Matt Campbell was a bullied, chubby kid coerced into grow-op break-ins when he was 12 or 13, according to a source.

And so began his path of crime, eventually leading to his involvement in the United Nations and Red Scorpions gangs – and  last week, to his death.

Campbell, who grew up in Abbotsford, was the victim of a fatal stabbing last Thursday (Jan. 2). Police, fire and ambulance crews were called to Automall Drive – the location of the Fraser Valley Auto Mall off Mt. Lehman Road – at about 3:45 p.m. after Campbell stumbled into Enterprise Rent-A-Car with severe neck wounds.

He was taken to hospital, where he later died.

Integrated Homicide Investigation Team (IHIT) spokesman Adam Macintosh said the incident likely occurred in the auto mall. He said Campbell, 31, was known to police for his criminal gang-related history, and the assault was believed to be targeted.

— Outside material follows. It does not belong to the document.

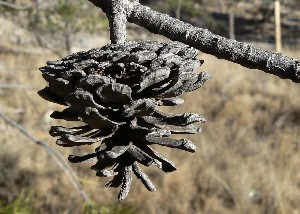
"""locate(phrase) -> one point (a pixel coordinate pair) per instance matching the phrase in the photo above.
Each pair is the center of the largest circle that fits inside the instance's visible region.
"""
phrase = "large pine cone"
(115, 91)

IHIT has had no new information to release, including the motive for the attack, whether Campbell was in a vehicle at the time, and who might be involved.

“The investigation continues, including the collection and review of evidence such as video surveillance,” Macintosh said.

It has been reported that Campbell was the alleged leader of the Red Scorpions, but a source who spoke to The News on the condition of anonymity said this was not the case.

The person said Campbell was “an enforcer and a manager” for the gang but did not lead the organization.

The source said Campbell initially began his gang involvement as a drug dealer with the UN group and established himself as a “big earner.”

He had come from a stable family, with a brother and a sister, but he was drawn to a group with whom he could bond, feel protected and garner power, the source said.

But Campbell’s strengths were a threat to other gangs, and one day the Red Scorpions, led by Abbotsford’s Bacon brothers, came calling with an offer – do a favour for them or be killed.

Campbell was still working for the Scorpions at the time of his death, according to the source.

The person described Campbell, who had two young children, as someone who “could have gone anywhere.”

Campbell was among 10 people charged in 2006 after police broke up a gun trafficking ring that sold handguns, rifles and machine guns to drug dealers across the country.

Police seized more than 100 guns during a series of raids, and approximately one-third of them had been located in Abbotsford.

Campbell, who was described as a “facilitator” in the ring, was sentenced in January 2008 to two years in prison.

There has been speculation that Campbell’s death was a gang hit that could result in retaliation, but Abbotsford Police spokesman Const. Ian MacDonald said this is not necessarily the case.

Just because someone affiliated with gangs is killed doesn’t mean the death was part of a conflict with rivals, he said.

MacDonald said investigators need to look at all angles in such homicides, including whether the victim ripped somebody off or had angered someone within his or her own gang.

He said police have made great strides in curbing gang violence in the community since the city was dubbed the Murder Capital of Canada for its 2008 and 2009 homicide stats, but it’s impossible to eradicate the problem.

“You don’t get rid of gangs until you get rid of all the commodities that gangs are involved in.”

MacDonald said although gangs such as the Red Scorpions, Independent Soldiers and the UN Gang are still active in the community, the individual players and the allegiances change regularly. Gangsters will go where the money is most easily made, he said.

“Even gangs that we think are arch enemies of one another are working collaboratively.”

MacDonald said the key to continued alleviation of gang issues in the community is “informed and alert” citizens who report suspicious activity and police focused on the suppression of gang activity.

“We have made Abbotsford very inhospitable (for gangsters). The (police) chief calls it a lousy place to be a gangster, and I think we’ve achieved that.”